Masuknya agama Islam ke nusantara sekitar abad XIII yang dibawa para pedagang Gujarat, Parsi/Yaman sebagaimana halnya pedagang India, pedagang Arab ini juga membawa zending Islam. Melalui dunia perdagangan secara berangsur-angsur agama Islam mereka resapkan dalam kehidupan masyarakat di kepulauan nusantara ini. Agama Islam yang dibawa oleh bangsa Arab ini tidak menimbulkan perlawanan bagi rakyat yang pada saat itu telah memeluk Budha, tapi berkat gigihnya serta dimodali jiwa yang penuh keimanan kepada Allah swt, para pedagang Arab ini berhasil menanamkan keyakinan Isalam ditengah-tengah kehidupan masyarakat di kepulauan Indonesia.

Faktor penting mudahnya rakyat mencerna agama Islam dalam kehidupan mereka ialah karena mudahnya agama ini dipelajari. Juga Islam menghapus hidup berkasta-kasta. Lebh dari itu Islam sangat memuliakan wanita. Islam juga mengajarkan hidup rukun dan damai, mengutamakan kedamaian serta penuh kegotong royongan.

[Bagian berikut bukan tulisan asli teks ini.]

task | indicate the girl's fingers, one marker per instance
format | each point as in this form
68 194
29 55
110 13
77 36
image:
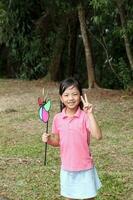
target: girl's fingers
86 98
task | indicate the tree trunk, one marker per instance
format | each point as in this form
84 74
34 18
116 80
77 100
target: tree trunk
54 67
73 24
87 47
126 40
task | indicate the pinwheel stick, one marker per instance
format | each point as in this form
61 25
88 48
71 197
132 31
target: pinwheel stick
44 116
45 155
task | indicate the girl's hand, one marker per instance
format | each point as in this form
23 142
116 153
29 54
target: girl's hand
87 107
45 137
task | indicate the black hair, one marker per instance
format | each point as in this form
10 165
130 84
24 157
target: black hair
70 81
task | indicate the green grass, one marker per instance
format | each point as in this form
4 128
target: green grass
23 175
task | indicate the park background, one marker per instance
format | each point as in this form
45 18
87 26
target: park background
41 43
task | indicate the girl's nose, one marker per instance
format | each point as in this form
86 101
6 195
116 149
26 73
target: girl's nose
70 97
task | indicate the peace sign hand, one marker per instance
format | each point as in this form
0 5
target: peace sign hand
87 107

Dalam Islam manusia itu adalah sama, tidak ada tinggi rendahnya. Semulia-mulia seorang muslim tergantung imannya kepada Allah swt. Derajat seseorang dalam Islam ditentukan oleh perbuatannya, kejujuran, kebenaran, dan keadilan serta gerak tindaknya dalam masyarakat. Itu merupakan ukuran akan kelebihan seseorang. Oleh sebab itu tiap insan muslim berkewajiban menjaga martabatnya agar jangan sampai tercela. Berlakulah jujur dan berbuatlah yang benar serta satukanlah kata dengan perbuatan. Berdasarkan itu lama-lama agama Hindu Budaha yang telah berkuasa sejak abad VII jadi terdesak. Islam sebagai agama baru benar-benar baru untuk memperbaharui segala tingkah kehidupan manusia.

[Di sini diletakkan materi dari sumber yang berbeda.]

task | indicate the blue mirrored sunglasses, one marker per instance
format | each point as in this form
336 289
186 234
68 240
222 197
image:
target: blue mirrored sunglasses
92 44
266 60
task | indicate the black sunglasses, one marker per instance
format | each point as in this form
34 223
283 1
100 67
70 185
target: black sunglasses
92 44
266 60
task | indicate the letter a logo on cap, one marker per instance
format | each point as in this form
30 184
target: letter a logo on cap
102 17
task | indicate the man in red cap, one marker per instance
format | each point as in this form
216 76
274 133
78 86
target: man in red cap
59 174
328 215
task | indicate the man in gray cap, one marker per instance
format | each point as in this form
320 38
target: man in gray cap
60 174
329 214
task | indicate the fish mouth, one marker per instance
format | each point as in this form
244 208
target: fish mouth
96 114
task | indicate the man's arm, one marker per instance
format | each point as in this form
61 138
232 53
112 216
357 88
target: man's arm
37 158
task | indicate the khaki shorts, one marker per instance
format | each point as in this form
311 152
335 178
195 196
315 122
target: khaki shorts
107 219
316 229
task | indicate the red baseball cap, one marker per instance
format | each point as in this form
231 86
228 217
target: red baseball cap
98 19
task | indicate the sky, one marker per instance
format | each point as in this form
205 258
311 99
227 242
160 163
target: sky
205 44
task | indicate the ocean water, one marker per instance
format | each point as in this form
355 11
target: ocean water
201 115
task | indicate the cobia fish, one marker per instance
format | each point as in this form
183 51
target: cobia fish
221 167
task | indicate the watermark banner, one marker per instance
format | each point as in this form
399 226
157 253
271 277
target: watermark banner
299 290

Mula-mula agama Islam tersebar di daerah pantai dan pelabuhan yang banyak berhubungan dengan pedagang Parsi dan Arab, kemudian berangsur-angsur masuk ke pedalaman. Setelah itu raja dan para bangsawan yang pada mulanya mementingkan perdagangan merasa tertarik akan Islam kemudian mengakui agama itu sebagai agamanya. Lalu rakyat biasa menelan pula agama Islam itu sebagai agama yang harus mereka imani, terutama di Minangkabau yang memuliakan kaum wanita, dengan sendirinya agama Islam cepat berkembang. Jadilah Islam sebagai agama rakyat, namun demikian pengaruh agama Hindu Budha masih tetap melekat dalam kehidupan manusiawinya, terutama dalam upacara kelahiran, perkawinan, dan kematian. Demikian pula dalam kehidupan sehari-hari seperti meyabung ayam, mereka namakan kegiatan iini sebagai adat.

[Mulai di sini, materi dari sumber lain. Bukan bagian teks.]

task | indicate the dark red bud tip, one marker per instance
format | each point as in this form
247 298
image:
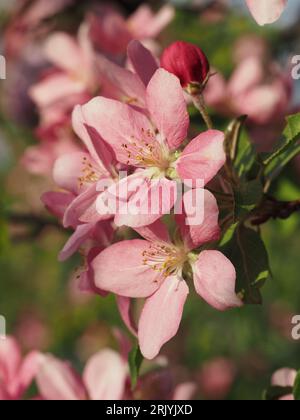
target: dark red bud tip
187 61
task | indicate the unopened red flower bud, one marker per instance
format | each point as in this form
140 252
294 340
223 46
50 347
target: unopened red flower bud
187 61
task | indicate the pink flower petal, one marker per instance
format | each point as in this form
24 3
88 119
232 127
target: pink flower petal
144 24
10 360
124 306
68 170
266 11
28 370
143 61
185 391
284 378
79 206
81 234
161 316
120 126
105 376
54 89
120 83
167 106
215 280
120 269
62 50
100 151
57 202
203 158
157 232
57 381
153 199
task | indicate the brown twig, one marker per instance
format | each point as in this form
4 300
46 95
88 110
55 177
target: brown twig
274 209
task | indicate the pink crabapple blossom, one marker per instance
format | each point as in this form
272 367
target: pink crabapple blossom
187 61
266 11
156 268
285 378
149 142
16 373
106 377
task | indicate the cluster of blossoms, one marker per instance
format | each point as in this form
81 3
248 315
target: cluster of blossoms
146 139
105 377
135 186
137 125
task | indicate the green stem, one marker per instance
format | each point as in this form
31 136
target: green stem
200 105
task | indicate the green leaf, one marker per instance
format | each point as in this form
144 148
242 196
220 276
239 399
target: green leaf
247 197
135 360
296 390
287 150
247 252
240 152
246 157
232 138
274 393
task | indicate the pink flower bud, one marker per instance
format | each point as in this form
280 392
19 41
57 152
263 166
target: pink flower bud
187 61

Kalau tadinya dalam ajaran Hindu Budha perhelatan menyambut bayi, pesta perkawinan dan kematian merupakan acara agama yang harus dilaksanakan, tetapi setelah penduduk mengakui dirinya pemeluk agama Islam, maka kegiatan wajib dalam agama Hindu Budha itu mereka jadikan sebagai adat. Jadi ada adat menanti bayi, adat perkawinan, dan adat kematian. Di beberapa daerah di Sumatera Barat seperti di IV Koto, Talawi, Sungai Sariak Pariaman dan beberapa kampung di daerah Solok selatan dan bahkan dalam kota Padang di daerah Pauah IX acara kematian sering mereka lakukan memotong ternak, mayat terbujur, ternakpun dipotong untuk disantap bersama. Peristiwa itu mereka namakan menurut adat.

Berkat ketabahan dan ketekunan dari para guru agama Islam menjalankan dan memberikan fatwa, lama kelamaan pengaruh Hindu Budaha itu menjadi terdesak dan untuk daerah Sumatera Barat boleh dikatakan sudah mulai hilang sama sekali yang disebut sebagai agama Hindu Budha. Walaupun pengaruhnya kemudian disebut sebagai adat masih ada, tapi tidak lagi menyolok benar.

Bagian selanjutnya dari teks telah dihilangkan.